Die EVG leitet die Urabstimmung für unbefristete Streiks bei der Deutschen Bahn ein. Der Vorsitzende der EVG aber ist weiterhin offen für einen Kompromiss.

Die 110.000 Mitglieder der Eisenbahn- und Verkehrsgewerkschaft (EVG) können in den nächsten vier bis fünf Wochen über unbefristete Streiks abstimmen. Gestern Mittag entschied der Bundesvorstand der EVG, eine Urabstimmung über Erzwingungsstreiks einzuleiten.
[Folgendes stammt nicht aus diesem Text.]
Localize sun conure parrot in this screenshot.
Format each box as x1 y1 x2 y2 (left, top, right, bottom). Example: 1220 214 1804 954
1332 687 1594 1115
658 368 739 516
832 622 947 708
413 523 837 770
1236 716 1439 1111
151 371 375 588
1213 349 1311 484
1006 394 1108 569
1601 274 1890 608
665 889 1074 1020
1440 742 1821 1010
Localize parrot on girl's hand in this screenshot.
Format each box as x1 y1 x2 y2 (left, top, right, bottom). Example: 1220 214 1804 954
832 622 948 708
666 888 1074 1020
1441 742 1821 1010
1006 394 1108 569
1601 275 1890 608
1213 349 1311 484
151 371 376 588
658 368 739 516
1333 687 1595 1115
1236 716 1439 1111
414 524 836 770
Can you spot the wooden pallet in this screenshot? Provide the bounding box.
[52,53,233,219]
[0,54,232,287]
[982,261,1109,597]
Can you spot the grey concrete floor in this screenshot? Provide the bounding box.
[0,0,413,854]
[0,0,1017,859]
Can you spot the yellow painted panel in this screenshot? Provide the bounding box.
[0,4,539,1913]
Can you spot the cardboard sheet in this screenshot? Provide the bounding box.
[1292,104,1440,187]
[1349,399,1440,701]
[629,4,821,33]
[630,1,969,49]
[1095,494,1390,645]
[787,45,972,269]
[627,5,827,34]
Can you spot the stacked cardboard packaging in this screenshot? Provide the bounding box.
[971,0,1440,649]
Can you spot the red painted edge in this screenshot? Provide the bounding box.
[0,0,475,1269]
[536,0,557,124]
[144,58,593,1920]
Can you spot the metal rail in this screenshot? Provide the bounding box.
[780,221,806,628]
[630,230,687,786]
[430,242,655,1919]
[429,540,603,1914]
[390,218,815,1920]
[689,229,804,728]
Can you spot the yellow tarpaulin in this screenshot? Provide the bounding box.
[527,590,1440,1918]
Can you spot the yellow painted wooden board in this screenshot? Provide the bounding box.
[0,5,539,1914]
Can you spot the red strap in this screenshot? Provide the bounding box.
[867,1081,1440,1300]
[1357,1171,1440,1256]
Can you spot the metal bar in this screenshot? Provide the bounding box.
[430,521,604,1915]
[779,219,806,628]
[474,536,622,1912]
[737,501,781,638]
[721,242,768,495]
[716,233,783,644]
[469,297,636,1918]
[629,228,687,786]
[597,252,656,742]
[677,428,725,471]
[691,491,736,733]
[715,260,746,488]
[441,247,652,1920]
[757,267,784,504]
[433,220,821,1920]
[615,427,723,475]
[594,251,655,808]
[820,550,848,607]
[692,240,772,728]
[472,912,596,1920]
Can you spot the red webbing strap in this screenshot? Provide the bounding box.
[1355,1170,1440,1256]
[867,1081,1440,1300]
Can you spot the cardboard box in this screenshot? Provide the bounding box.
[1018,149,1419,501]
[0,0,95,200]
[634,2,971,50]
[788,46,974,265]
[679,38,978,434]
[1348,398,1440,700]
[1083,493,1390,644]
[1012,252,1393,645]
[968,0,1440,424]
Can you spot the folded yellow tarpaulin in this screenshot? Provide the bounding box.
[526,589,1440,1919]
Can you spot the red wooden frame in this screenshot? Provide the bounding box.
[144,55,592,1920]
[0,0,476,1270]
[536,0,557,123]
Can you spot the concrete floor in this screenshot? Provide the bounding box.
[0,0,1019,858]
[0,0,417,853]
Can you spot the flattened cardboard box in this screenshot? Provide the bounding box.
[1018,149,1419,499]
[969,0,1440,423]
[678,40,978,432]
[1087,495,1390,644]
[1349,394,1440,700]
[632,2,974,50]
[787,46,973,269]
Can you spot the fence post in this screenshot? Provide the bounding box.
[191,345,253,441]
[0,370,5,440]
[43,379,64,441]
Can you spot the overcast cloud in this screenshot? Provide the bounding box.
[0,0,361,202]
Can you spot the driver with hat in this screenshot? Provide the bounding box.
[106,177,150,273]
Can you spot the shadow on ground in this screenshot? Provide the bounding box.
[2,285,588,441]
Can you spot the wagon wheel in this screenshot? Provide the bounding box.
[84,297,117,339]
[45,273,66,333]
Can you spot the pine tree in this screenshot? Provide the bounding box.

Zuvor hatte die EVG-Führung am Mittwoch die Verhandlungen mit der Deutschen Bahn für gescheitert erklärt, da die Vorschläge der DB deutlich unter den Forderungen zurückblieben: Statt einer Lohnerhöhung von mindestens 650 Euro im Monat oder zwölf Prozent bei den oberen Lohngruppen bot die DB eine Inflationsausgleichsprämie von 2.850 Euro und einen „hohen Festbetrag”. In Zeiten einer unberechenbaren Inflation ist die Forderung nach einer Laufzeit von nicht mehr als einem Jahr besonders wichtig. Denn in einem Jahr kann die Inflation schon wieder in die Höhe schnellen. Die Bahn dagegen bot nur eine lange Laufzeit von 27 Monaten an.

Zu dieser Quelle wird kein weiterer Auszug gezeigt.